Foi a coletiva mais concorrida, a mais disputada do 66.º Festival de Cannes, até agora. Os irmãos Coen conseguiram, de novo. Ethan e Joel estão mostrando aqui seu novo filme, Inside Llewin Davis, sobre a cena musical de Nova York, em 1961, quando as folk songs haviam virado fórmula. Foi neste universo que surgiu um certo Bob Dylan, mas o filme não é sobre ele. Para captar o clima da época, os Coens criam um personagem fictício – Llewin Davis -, que é a soma de vários outros que surgiram na época.
Pode ser que o culto aos Coens seja exagerado, mas em Cannes eles são reis.
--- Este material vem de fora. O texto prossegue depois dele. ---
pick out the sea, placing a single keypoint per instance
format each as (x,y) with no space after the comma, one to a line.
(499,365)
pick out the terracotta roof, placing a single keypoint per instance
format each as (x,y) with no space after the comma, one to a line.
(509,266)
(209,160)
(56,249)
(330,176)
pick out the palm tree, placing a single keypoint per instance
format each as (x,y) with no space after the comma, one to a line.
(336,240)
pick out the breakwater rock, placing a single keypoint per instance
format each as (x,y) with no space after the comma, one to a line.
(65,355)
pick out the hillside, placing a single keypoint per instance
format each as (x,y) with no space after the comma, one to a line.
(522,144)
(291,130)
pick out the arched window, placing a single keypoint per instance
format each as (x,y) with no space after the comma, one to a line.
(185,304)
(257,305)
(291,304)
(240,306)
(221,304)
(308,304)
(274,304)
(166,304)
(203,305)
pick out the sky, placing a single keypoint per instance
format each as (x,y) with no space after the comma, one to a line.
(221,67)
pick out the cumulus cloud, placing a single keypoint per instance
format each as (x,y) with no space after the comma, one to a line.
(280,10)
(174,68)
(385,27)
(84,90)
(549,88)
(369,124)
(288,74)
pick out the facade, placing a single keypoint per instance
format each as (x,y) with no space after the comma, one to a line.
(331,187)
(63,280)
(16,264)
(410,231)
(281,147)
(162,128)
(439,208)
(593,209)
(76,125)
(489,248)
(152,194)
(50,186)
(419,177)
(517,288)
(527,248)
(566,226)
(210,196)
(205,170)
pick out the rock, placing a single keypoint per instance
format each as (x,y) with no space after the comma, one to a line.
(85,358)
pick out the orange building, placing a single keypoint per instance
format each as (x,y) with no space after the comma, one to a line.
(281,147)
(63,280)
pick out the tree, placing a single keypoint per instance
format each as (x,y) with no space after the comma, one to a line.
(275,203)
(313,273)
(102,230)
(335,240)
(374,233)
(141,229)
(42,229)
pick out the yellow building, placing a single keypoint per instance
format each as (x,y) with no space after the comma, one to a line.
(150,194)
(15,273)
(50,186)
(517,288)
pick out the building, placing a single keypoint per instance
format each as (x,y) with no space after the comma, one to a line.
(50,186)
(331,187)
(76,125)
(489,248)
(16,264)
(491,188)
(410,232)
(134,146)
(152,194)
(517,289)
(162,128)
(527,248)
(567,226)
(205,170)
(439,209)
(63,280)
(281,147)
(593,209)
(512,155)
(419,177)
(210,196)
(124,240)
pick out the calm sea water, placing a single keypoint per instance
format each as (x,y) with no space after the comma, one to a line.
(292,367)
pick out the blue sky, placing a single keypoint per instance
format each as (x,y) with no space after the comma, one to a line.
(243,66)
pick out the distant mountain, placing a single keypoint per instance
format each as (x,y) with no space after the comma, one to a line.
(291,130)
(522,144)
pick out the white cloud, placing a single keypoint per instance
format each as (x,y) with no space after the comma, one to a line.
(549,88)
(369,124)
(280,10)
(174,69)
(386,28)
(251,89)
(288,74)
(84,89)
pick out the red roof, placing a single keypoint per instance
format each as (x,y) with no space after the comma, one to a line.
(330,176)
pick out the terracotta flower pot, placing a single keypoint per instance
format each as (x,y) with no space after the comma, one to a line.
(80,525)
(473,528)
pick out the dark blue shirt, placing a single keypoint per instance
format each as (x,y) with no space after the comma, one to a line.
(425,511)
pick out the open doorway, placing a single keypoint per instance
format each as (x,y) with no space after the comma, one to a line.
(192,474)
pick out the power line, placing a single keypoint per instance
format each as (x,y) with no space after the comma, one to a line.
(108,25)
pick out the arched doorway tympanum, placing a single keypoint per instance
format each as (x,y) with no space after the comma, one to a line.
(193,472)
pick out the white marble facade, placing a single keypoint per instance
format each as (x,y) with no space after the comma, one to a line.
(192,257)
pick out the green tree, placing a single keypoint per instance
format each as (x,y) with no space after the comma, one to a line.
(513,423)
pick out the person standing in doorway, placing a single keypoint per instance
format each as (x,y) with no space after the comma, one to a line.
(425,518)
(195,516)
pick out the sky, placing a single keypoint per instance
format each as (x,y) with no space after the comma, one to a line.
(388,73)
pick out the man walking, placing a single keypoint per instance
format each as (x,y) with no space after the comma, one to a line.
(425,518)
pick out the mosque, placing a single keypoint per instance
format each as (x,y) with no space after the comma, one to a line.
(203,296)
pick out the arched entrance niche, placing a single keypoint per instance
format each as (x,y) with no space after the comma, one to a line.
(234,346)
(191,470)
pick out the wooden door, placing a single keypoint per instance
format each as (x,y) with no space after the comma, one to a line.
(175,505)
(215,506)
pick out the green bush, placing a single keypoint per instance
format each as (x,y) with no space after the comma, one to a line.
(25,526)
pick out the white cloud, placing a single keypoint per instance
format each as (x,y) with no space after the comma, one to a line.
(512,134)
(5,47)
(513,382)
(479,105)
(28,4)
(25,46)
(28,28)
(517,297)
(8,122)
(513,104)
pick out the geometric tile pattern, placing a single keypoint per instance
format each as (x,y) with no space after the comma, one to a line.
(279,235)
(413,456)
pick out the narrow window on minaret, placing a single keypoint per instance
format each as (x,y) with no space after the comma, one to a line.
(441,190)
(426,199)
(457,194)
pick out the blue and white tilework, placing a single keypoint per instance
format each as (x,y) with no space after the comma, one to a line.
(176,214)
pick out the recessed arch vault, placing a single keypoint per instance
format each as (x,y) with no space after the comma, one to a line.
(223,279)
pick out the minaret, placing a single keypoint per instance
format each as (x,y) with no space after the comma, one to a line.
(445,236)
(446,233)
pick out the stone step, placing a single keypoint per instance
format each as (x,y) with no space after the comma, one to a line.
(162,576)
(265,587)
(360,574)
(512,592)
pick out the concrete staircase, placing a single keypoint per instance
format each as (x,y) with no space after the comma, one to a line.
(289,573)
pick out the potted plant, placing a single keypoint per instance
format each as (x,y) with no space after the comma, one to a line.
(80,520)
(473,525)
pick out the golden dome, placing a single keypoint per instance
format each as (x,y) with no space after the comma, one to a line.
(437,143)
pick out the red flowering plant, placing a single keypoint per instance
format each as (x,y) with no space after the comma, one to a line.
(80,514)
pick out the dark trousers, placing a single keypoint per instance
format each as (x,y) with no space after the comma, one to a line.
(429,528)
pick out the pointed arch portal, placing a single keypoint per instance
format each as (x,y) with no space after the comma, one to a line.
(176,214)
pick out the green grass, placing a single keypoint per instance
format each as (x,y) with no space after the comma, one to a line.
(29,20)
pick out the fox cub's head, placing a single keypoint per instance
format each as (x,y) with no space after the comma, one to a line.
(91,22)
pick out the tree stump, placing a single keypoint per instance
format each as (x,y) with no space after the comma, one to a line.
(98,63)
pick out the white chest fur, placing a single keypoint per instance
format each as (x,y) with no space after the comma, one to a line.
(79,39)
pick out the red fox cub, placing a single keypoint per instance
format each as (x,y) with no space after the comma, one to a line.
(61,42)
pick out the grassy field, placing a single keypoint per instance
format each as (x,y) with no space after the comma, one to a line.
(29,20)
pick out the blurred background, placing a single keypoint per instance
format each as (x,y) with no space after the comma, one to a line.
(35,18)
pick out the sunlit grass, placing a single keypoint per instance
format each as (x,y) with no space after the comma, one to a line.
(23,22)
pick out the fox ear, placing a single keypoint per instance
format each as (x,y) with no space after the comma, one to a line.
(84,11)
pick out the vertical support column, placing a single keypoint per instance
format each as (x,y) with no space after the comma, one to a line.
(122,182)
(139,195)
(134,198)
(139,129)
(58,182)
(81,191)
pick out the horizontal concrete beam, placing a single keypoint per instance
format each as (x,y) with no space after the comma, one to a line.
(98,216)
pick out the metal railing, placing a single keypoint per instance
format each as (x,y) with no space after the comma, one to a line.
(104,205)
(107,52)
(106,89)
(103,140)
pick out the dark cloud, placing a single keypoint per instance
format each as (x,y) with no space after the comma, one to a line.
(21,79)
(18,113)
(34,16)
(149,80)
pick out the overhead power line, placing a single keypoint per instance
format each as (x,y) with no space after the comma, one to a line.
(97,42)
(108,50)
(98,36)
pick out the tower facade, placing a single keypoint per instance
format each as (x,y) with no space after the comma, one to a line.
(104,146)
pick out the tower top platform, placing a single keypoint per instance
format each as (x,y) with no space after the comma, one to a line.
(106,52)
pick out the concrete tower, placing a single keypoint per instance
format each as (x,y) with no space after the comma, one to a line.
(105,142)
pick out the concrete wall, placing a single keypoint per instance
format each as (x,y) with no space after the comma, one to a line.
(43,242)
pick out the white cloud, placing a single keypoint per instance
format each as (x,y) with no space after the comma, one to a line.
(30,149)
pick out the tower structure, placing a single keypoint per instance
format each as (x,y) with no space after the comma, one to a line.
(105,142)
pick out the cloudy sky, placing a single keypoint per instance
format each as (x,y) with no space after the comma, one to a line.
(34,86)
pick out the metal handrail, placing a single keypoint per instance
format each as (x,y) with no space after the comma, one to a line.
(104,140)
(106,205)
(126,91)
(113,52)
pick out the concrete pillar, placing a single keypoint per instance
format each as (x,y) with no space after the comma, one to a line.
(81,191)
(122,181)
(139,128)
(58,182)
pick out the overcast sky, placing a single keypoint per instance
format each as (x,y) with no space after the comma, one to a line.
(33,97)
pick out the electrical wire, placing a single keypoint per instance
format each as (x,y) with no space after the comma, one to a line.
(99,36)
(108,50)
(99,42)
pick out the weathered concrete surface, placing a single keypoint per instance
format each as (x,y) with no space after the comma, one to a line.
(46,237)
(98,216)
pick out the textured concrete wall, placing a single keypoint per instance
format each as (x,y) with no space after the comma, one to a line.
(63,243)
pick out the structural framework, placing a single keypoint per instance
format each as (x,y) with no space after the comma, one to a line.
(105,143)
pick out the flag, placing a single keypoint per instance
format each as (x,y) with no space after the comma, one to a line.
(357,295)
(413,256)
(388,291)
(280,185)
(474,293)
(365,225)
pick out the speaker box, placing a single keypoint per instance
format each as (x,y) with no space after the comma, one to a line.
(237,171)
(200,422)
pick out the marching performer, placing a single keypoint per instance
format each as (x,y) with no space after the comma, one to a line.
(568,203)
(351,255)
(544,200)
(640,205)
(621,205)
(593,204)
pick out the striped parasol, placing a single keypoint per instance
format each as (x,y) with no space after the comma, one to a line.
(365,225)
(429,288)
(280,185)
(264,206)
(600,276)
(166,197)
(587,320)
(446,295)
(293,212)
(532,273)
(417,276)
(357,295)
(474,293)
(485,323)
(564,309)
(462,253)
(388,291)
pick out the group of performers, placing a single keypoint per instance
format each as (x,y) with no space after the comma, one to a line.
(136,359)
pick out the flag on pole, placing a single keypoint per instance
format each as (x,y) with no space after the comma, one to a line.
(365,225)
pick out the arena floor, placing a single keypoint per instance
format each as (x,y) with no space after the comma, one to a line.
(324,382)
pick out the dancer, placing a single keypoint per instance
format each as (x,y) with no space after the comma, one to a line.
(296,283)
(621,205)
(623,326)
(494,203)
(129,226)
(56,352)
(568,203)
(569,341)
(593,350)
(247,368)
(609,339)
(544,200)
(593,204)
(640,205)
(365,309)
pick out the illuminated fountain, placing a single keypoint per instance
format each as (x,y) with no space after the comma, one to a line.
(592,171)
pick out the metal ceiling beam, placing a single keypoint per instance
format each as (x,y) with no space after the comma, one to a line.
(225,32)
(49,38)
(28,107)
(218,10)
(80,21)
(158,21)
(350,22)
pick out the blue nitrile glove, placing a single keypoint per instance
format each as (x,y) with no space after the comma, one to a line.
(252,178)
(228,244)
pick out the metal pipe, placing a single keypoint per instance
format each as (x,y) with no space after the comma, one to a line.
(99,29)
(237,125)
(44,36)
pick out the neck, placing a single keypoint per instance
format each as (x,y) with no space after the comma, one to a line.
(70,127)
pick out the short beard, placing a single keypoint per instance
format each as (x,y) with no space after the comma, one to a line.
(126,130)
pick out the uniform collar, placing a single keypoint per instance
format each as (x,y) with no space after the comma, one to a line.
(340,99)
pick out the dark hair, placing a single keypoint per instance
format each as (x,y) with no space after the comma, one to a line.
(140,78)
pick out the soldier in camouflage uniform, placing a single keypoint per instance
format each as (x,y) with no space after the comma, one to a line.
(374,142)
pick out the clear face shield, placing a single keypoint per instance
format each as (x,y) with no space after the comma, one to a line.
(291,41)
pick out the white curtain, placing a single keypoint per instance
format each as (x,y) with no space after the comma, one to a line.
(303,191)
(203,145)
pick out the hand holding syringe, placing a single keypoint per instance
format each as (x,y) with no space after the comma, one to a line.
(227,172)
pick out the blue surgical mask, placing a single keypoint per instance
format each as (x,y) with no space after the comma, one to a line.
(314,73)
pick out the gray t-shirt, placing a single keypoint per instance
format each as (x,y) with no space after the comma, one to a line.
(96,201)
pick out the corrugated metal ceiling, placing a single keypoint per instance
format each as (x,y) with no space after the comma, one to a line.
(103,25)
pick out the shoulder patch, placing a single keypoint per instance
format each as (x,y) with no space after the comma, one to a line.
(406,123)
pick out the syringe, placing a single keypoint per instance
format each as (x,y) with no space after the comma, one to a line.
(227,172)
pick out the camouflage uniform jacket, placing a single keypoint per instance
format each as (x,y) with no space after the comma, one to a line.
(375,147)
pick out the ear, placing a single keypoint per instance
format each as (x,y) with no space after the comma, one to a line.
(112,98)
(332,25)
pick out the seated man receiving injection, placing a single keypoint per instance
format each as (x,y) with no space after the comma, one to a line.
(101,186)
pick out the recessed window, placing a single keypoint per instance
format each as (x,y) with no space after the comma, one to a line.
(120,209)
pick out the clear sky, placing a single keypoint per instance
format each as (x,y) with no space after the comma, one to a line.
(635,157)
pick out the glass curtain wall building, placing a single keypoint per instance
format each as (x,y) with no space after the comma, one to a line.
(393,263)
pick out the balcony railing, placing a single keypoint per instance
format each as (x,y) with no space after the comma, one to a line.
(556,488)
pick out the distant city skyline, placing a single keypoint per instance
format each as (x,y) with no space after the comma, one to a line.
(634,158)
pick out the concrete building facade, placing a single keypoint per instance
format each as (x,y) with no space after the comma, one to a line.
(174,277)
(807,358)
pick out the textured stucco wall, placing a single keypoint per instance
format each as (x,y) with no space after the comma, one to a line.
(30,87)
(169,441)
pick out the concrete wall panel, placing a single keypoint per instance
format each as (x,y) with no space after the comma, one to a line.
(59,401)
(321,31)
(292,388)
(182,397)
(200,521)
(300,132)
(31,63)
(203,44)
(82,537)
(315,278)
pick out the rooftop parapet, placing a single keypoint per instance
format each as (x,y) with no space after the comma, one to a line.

O público ria alucinadamente na sessão de imprensa de Inside. Nem se dando conta de que a boçalização – a ridicularização – dos personagens virou um recurso fácil que Ethan e Joel repetem, de filme para filme. O efeito no público é imediato e a massa se sente superior aos personagens. Logo de cara há um incidente envolvendo um gato. Na verdade, trata-se – o que ocorre com o gato – de um típico clichê coeniano – e o publico ri, mais uma vez. O gato é essencial, a chave de Inside Llewin Davis? O próprio Joel admitiu na entrevista. Para evitar que o filme ficasse só na recriação da atmosfera, e para que ninguém pudesse dizer que não tem história, Ethan, como sempre o roteirista, criou o tal gato. E, posto que se trata de um road movie, não é mera coincidência que ele se chame… Ulisses.
Não é de hoje que o fantasma de Homero assombra os Coens – basta lembrar-se de E Aí, Irmão, Cade Você? John Ford era chamado de Homero de Hollywood e em seus filmes dos anos 1950 ele recorria a um grupo folclórico chamado The Sons of Pioneers, exatamente do tipo que os Coens, em nome da modernidade – da pós-modernidade deles – agora querem destruir. Como já debocharam do western tradicional na nova versão de Bravura Indômita, o clássico de Henry Hathaway, talvez exista aí uma vontade programática de atingir o grande Ford.
O francês Arnaud Desplechin, que também está na competição, é muito mais respeitoso com o mestre e, em Jimmy P – Psicanálise de Um Índio da Planície, que se passa no Oeste, após a 2.ª Guerra, cita um dos clássicos do diretor nos anos 1940, A Mocidade de Lincoln, com Henry Fonda como o mito fundador da ‘América’.
As informações são do jornal O Estado de S. Paulo.